Output files (segmentation maps and catalogs) are automatically timestamped using the iso format to prevent overwriting, provide clear analysis tracking and reproducing the experiments. The following files are generated:

  • Segmentation maps: segmentation_map.fits and segmentation_map.png
  • Source catalogs: parameters.csv (when --par_out is enabled)
  • Background and reduction maps: background_map.fits and reduced.fits
  • Segmentation intensity calibration map: cali_base.fits
  • Run metadata: run_metadata.json containing run arguments and background mode information
  • Run tracking: Centralized your_runs.csv recording all runs with their status (more useful for automated pipelines)

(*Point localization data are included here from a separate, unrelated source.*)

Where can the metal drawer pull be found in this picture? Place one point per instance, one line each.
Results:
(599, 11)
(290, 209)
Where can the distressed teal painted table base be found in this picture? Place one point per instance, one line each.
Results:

The run_metadata.json file provides complete information about each run, including background mode, argument setting, and software version for full reproducibility.

run_metadata.json template:

{
  "software": "MTO2",
  "version": "1.0.0",
  "time_stamp": "2025-10-09T12:14:45.580277",
  "file_name": "Your-Data-Name",
  "arguments": {
    "background_mode": "morph",
    "move_factor": 0.1,
    "area_ratio": 0.91,
    "s_sigma": 1.6,
    "G_fit": true,
    "skip_reduction": true,
    "crop": [
      3100,
      3600,
      4200,
      4800
    ]
  }
}

Citation

If you use MTO2 in your research, please cite the following paper:

@ARTICLE{10535192,
  author={Hashem Faezi, Mohammad and Peletier, Reynier and Wilkinson, Michael H. F.},
  journal={IEEE Access}, 
  title={Multi-Spectral Source-Segmentation Using Semantically-Informed Max-Trees}, 
  year={2024},
  volume={12},
  number={},
  pages={72288-72302},
  doi={10.1109/ACCESS.2024.3403309}
}

Acknowledgments

This software was developed for Faint Object Detection in Multidimensional Astronomical Data Ph.D. thesis (Mohammad H. Faezi, 2026) at the Rijksuniversiteit of Groningen under the supervision of Dr. Michael Wilkinson, Prof. Dr. Reynier Peletier and Prof. Dr. Nicolai Petkov.

MTO2 is developed using the Higra Python package, and builds on their example implementation of MTO: Astronomical object detection with the Max-Tree - MMTA 2016.

This implementation draws inspiration from Caroline Haigh's work (Teeninga et al.).

Bibliography

License

This project is licensed under the MIT License - see the LICENSE file for details.